The sun-baked hills have little vegetation but are vividly coloured by minerals in the soil – the area is also rich in gemstones such as malachite, jasper and rose quartz.
Pella today is not much more than a few sandy roads and a couple of brick buildings. The nuns will show you around the small museum alongside the cathedral and the Koffie Kroeg (Coffee Shop) near the entrance into town offers light meals as well as unique accommodation in the form of traditional domed reed matjieshuis huts.
Other accommodation can be found in the neighbouring towns or lodges in the area.
Things to do and see
- Pella Cathedral & Museum
- Pella Mission Station
- Namaqua 4 X 4 Trails
- Agrabies National Park
- Namaqualand Flower Route
- Burkes Pass, Springbok
- Riemvasmaak Hot Springs, Augrabies
- Riemvasmaak Moutain Bike Trails
Keimoes receives approximately 95 mm of rain annually, it is a desert climate with virtually no rainfall during the year.
Summer months, November to March will have average temperatures of between 16˚C and 41˚C.
Winter months, May to August will have average temperatures of between 4˚C and 24˚C.
There are local flights into Upington Airport, 254 km away via the N14, into Kimberley Airport, 655 km away, via the N14 and N8 and into the Cape Town International Airport, 712 km away via the scenic N7. Car hire facilities are available at the Airport.
Pella was first known as Cammas Fonteyn.
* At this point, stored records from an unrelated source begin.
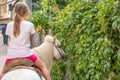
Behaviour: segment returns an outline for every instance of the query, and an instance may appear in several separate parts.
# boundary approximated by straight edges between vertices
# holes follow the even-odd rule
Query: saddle
[[[6,66],[7,66],[7,71],[5,73],[16,69],[30,69],[37,72],[40,78],[43,76],[41,71],[34,65],[34,63],[26,58],[17,58],[11,60]]]

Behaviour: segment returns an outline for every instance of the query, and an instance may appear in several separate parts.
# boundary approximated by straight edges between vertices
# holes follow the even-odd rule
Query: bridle
[[[58,49],[58,48],[60,48],[60,46],[56,46],[56,45],[55,45],[55,42],[56,42],[56,39],[55,39],[55,38],[53,38],[53,45],[55,46],[55,48],[56,48],[56,49],[57,49],[57,51],[59,52],[60,56],[62,57],[62,56],[63,56],[63,54],[61,53],[60,49]]]

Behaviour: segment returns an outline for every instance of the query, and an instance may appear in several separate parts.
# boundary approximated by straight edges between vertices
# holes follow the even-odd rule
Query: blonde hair
[[[20,23],[22,21],[22,17],[29,14],[29,8],[25,3],[18,2],[15,5],[14,11],[15,11],[15,17],[14,17],[13,34],[14,34],[15,37],[17,37],[20,34]]]

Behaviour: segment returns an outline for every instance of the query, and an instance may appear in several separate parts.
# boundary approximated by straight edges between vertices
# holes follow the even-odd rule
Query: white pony
[[[60,45],[57,39],[47,35],[45,41],[31,51],[38,55],[50,72],[54,57],[58,60],[66,57]],[[43,76],[40,77],[37,72],[30,69],[15,69],[7,72],[1,80],[45,80],[45,78]]]

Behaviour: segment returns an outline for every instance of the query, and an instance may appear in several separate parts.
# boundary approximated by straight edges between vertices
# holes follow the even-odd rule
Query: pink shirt
[[[18,37],[13,35],[14,22],[7,25],[6,35],[10,37],[7,58],[27,57],[32,55],[30,51],[30,35],[35,33],[34,25],[23,20]]]

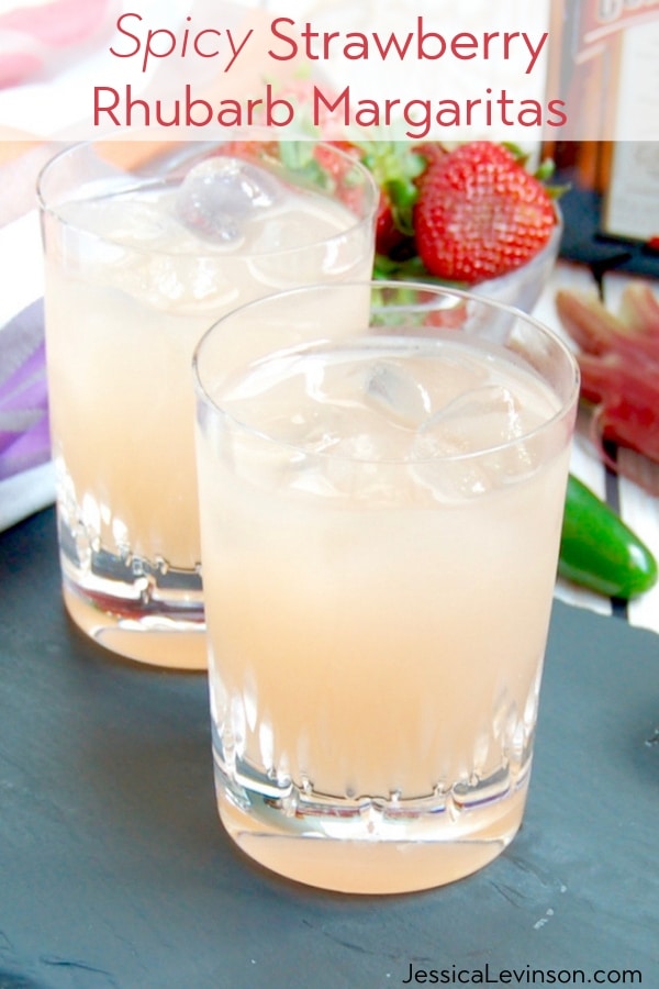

In 1814, after the feared Nama Jager Afrikaner attacked the Great Namaqualand Mission, the Khoi survivors fled to Cammas Fonteyn, where the resident London Mission Society minister renamed the town Pella. He named it after the ancient Palestine refuge for Christians crossing the Jordan River in flight.
Due to drought the Mission was abandoned in 1872 and was only reopened in 1878 by the Roman Catholic Church.